Después de haber asimilado algunas de sus experiencias, probablemente se haya dado cuenta de que no fue culpa suya y de que ha superado algunos de sus sentimientos.
Seguramente ya sabes que nadie merece ser tratado así. Por eso te has convertido en una persona amable, empática y comprensiva, capaz de entender fácilmente las emociones de los demás.
En muchas de tus relaciones sientes un profundo amor por las personas y estás dispuesto a escuchar sus problemas.
Es importante que sepan que son queridos y que alguien se preocupa por ellos, pase lo que pase.
8. Aferrarse a una persona
Si de niño no se atendieron tus necesidades, es probable que hayas tenido dificultades en tus relaciones.
Es posible que hayas sufrido abusos en tus relaciones y, aun así, tuvieras la sensación de que no merecías algo mejor. Quizás pensabas que nunca encontraría a alguien mejor y tenías demasiado miedo de hablar de tus sentimientos.
Sin embargo, elegir cuidadosamente a tu pareja también tiene sus ventajas.
La historia no debe repetirse, y debes rodearte de personas que te aprecien y que te merezcas.
Puede que hayas levantado un muro, pero ese muro caerá cuando encuentres a la persona adecuada para ti.
9. Te cuesta quererte a ti mismo
Cuando de niño no has recibido suficiente atención, la relación más difícil es la que tienes contigo mismo.
Todo el mundo tiene a veces la sensación de ser su propio peor enemigo. La voz más crítica en tu vida eres, en realidad, tú mismo.
Se lucha constantemente entre lo que se siente y lo que realmente se quiere sentir.

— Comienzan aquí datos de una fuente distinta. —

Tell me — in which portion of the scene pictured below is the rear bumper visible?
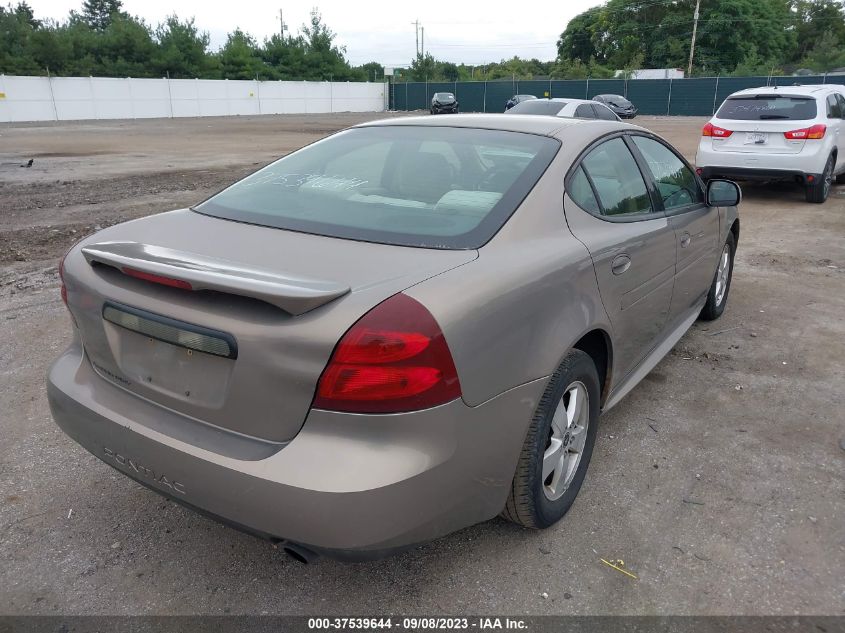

Sin embargo, aprender a quererse a uno mismo es un camino lleno de retos.
En cuanto creas de verdad que eres importante y que tienes la capacidad de marcar una diferencia positiva en el mundo, cambiará la forma en que piensas sobre ti mismo y cómo amas a los demás.
10. No puedes evitar cuestionar el amor de los demás
Si de niño sufriste mucho, probablemente pienses a menudo: «Esto suena demasiado bonito para ser verdad».
Aunque quieras confiar en las personas y creer en su amor, siempre surgen dudas.
El miedo y la inseguridad suelen frenar a las personas.
Por otro lado, sin embargo, estás más atento a las señales de alerta. Defiendes tus convicciones y te esfuerzas por ponerte a ti mismo en primer lugar.